The goal of the study

Evaluate the prediction based on a minimal number of YES votes to consider a question to be bug-covering. For more detailed explanation, please see the previous analysis

Whe study has two goals:
  • Train a machine learning algorithm that predicts whether a code fragment is related to a failure or not. For that, I originally devised different metrics. The metric that will explore in the following study consists of threshold vote of YES answers.
  • Building the model

    I chose knn.cv (cross validation) so I can minimize the risk of lucky selection of training and testing set.

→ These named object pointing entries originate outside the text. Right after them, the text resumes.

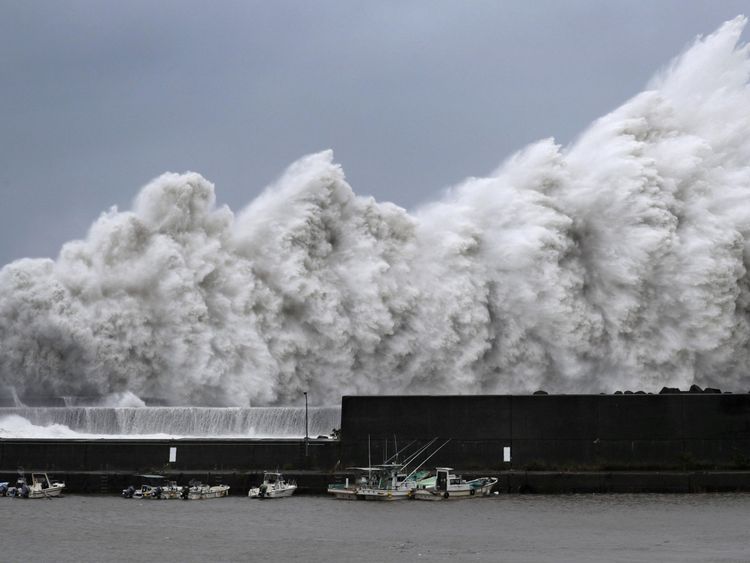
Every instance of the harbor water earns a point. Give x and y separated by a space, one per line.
525 528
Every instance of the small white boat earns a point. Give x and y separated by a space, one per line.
42 487
155 488
199 491
446 485
273 486
347 490
389 482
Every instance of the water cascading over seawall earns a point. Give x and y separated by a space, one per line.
161 422
618 262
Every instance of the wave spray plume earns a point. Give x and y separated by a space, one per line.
617 262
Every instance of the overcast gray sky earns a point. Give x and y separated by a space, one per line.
99 97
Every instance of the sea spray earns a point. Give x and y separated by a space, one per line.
617 262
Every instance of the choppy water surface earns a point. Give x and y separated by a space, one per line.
304 528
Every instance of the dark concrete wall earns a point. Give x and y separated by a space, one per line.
556 431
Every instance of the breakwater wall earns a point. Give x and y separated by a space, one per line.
542 443
556 432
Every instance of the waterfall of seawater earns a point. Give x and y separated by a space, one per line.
132 422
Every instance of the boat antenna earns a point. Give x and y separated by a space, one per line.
428 457
419 452
406 447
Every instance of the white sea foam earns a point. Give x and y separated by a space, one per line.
617 262
167 422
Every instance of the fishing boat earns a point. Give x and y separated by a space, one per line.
156 488
347 490
273 486
42 487
446 485
199 491
391 480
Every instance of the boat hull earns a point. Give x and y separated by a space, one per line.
343 493
273 493
383 494
471 489
46 493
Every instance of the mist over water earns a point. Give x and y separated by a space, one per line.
618 262
167 422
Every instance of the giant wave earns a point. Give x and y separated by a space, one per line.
619 261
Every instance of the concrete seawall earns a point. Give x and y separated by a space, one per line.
557 432
555 443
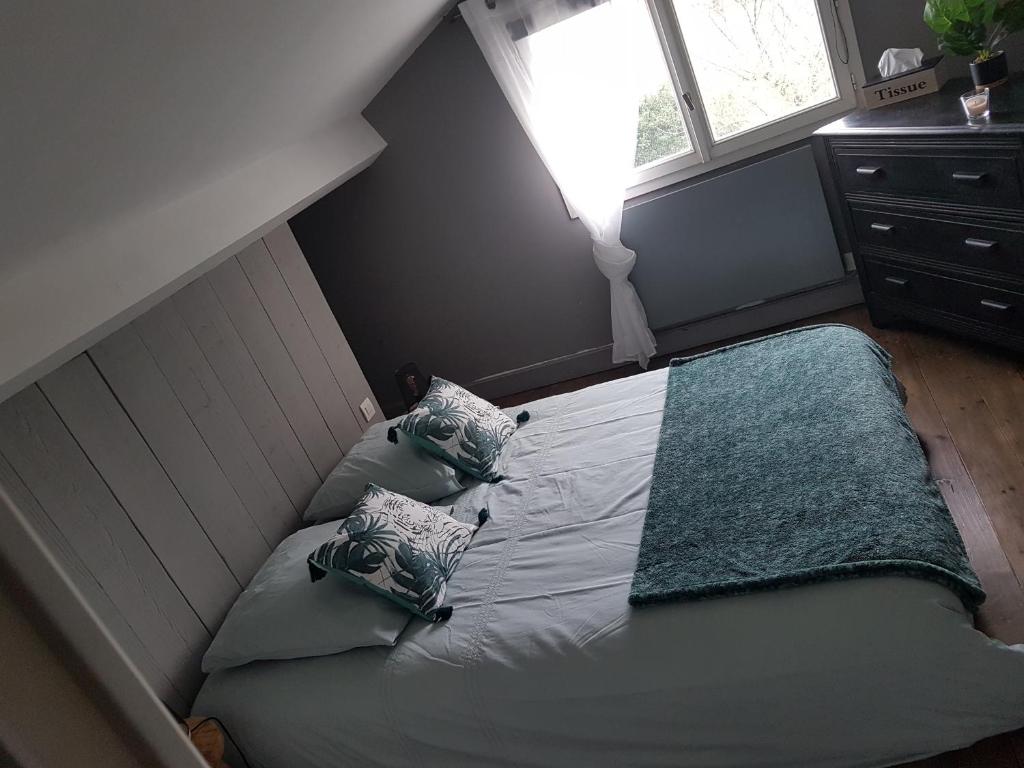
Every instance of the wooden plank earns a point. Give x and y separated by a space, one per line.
987 456
299 278
124 461
1003 613
201 394
143 392
307 356
86 583
274 363
51 467
237 371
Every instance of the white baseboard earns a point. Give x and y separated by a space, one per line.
678 338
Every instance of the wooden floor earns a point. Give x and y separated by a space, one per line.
967 402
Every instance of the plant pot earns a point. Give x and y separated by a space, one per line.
991 72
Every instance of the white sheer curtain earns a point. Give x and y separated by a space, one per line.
567 69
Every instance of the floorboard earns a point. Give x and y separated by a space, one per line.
967 403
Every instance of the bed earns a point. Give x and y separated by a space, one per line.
544 663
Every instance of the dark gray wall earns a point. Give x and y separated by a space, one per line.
455 249
899 24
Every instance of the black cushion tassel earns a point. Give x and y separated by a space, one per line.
315 573
442 613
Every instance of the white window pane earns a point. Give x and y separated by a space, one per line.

    Cross validations was performed by leaving one out

    #build model
    fitModel.cv <- knn.cv(trainingData, trainingData$bugCovering, k=3, l=0, prob = FALSE, use.all=TRUE);

    I have also run with differnt levels of k=3,5,7,9, which produced similar results.

    Testing the model

    ## 
    ##  
    ##    Cell Contents
    ## |-------------------------|
    ## |                       N |
    ## |           N / Row Total |
    ## |           N / Col Total |
    ## |         N / Table Total |
    ## |-------------------------|
    ## 
    ##  
    ## Total Observations in Table:  129 
    ## 
    ##  
    ##                          | fitModel.cv.df[, 1] 
    ## trainingData$bugCovering |     FALSE |      TRUE | Row Total | 
    ## -------------------------|-----------|-----------|-----------|
    ##                    FALSE |       103 |         1 |       104 | 
    ##                          |     0.990 |     0.010 |     0.806 | 
    ##                          |     0.981 |     0.042 |           | 
    ##                          |     0.798 |     0.008 |           | 
    ## -------------------------|-----------|-----------|-----------|
    ##                     TRUE |         2 |        23 |        25 | 
    ##                          |     0.080 |     0.920 |     0.194 | 
    ##                          |     0.019 |     0.958 |           | 
    ##                          |     0.016 |     0.178 |           | 
    ## -------------------------|-----------|-----------|-----------|
    ##             Column Total |       105 |        24 |       129 | 
    ##                          |     0.814 |     0.186 |           | 
    ## -------------------------|-----------|-----------|-----------|
    ## 
    ## 

    Estimating the metric

    Discover the minimal threshold vote value that would have predicted the same bug Covering questions

    Mean threshold vote of the questions categorized as bug covering:

    ## [1] 9.416667

    Minimal threshold vote of the questions categorized as bug covering:

    ## [1] 6

    Plot metric distribution

    By the distribution of threshold vote outcomes values, we can note that the metric value for threshold vote has to be larger or equal to 6 (six) in order predict bug-covering questions.